Give us a Money Smart Week in Kansas City, and we’ll take a whole month.
Each April, Mid-Continent Public Library (MCPL) joins libraries, businesses, financial institutions, schools, not-for-profits and government agencies from across the metro area for Money Smart Month of Greater Kansas City. The event is a month-long public awareness campaign helping consumers better manage their finances. The coalition, which includes the Federal Reserve Bank of Kansas City and the Federal Deposit Insurance Corp. (FDIC), comes together to provide hundreds of programs and activities that cover all aspects of personal finance, from saving to estate planning.
Last year, according to the Money Smart Month website, the campaign hosted more than 1,243 events (public and private) throughout Kansas City and reached a total of 18,121 attendees, ranging in age from 5 to 85.
For MCPL, providing personal finance and financial education programming is an ongoing priority and one of the system’s strategic programming goals. It was a call to the Federal Reserve Bank of Kansas City to find more ways to grow the library’s financial programming that brought MCPL to the Money Smart Month team.
“We were interested in increasing the number of financial education programs in our system.” said Paul Smith, manager of MCPL’s community programming department, “It turned out to be a nice confluence of events.”
The need for personal finance and financial education programming is real in metro Kansas City. In a recent analysis, WalletHub.com ranked 2,570 American cities by the money management skills of their residents based on eight key metrics. Several of the cities in the ranking are in the Kansas City metro area. While some ranked among the most financially skilled, others have room for real improvement.
MCPL participates in Money Smart Month in several ways. The library’s 31 branches offer personal finance programs throughout April, as well as offer Money Smart Month support materials. The library promotes the campaign in its marketing materials, and Smith sits on the campaign’s steering committee.

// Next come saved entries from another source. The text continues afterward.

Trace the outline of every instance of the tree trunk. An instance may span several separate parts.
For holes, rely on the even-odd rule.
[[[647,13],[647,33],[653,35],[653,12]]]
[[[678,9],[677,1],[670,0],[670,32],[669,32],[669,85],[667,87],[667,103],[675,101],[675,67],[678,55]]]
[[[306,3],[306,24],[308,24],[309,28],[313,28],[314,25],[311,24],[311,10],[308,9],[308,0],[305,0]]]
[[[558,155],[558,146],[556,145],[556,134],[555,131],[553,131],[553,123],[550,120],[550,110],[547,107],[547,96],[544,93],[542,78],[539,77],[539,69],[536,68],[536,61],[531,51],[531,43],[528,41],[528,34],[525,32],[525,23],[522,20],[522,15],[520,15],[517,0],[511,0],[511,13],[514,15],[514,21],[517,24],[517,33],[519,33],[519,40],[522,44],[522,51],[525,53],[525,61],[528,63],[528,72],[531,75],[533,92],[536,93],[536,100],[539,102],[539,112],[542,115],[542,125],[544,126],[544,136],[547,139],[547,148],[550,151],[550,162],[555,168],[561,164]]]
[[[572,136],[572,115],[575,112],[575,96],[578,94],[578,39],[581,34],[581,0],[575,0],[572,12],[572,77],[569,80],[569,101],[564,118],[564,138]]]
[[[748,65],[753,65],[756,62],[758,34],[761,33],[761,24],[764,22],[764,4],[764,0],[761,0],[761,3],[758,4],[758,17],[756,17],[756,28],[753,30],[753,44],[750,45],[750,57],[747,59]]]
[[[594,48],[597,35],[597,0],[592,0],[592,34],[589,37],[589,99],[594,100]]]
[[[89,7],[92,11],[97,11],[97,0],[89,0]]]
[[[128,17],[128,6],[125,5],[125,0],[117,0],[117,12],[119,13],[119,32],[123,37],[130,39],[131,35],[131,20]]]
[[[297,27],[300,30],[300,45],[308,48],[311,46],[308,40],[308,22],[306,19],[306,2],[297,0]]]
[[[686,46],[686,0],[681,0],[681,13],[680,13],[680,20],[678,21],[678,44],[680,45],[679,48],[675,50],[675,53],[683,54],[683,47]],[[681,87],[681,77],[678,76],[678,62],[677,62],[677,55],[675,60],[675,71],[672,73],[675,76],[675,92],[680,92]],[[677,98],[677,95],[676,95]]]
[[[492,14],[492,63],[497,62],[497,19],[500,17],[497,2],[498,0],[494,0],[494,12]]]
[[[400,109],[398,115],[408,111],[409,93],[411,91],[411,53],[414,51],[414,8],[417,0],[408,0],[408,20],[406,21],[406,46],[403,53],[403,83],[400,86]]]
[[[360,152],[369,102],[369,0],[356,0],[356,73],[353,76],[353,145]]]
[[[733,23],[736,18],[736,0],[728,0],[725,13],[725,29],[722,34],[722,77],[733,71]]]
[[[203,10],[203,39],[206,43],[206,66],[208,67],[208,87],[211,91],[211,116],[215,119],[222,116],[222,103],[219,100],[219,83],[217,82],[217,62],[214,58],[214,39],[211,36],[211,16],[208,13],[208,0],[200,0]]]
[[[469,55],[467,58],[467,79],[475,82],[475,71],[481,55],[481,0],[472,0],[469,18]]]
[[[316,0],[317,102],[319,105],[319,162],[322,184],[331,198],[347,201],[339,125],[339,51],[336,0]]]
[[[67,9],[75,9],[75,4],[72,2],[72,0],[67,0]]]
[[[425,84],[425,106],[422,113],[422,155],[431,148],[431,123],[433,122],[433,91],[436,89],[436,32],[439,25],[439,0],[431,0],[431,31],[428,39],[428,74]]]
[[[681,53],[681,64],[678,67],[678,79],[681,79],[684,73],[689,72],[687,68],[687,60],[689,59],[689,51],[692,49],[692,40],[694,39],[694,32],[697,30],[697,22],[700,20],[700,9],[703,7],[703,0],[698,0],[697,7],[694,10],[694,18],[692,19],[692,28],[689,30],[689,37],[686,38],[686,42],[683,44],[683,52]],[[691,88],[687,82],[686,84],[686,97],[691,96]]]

This year MCPL is offering four personal finance programs for a total of 28 program dates for Money Smart Month. They include programs on how to find and understand information and tools, creating a budget in Excel, shopping with coupons and cost-effective shopping strategies for the environmentally conscious.
The last program, titled Green Pocketbook, is a new partnership with Bridging The Gap, a non-profit focused on environmental education. It looks at how consumers can save money when shopping, while also helping the environment, conserving energy at home and eating healthier food.
While many libraries might not want to commit to a month of Money Smart programming, Smith said most every community has businesses and organizations that libraries could tap as potential partners for a week of financial programming and awareness. It’s important to look for both the obvious and the hidden partners.
“The Federal Reserve is an obvious partner, but Bridging the Gap isn’t,” said Smith, adding that local food banks and social service organizations are often overlooked partners.
Along with working with local partners, Smith suggested using and modifying existing library resources or creating a program around available resources, such as personal finance and investing databases. This year MCPL’s Creating a Budget in Excel program came from an existing program tweaked for Money Smart Month.
Also, don’t overlook the money smart talents and ideas of library staff members.
“I think couponing is a subject that many programming librarians, with a little research and creativity, could turn into a productive and popular session,” Smith said.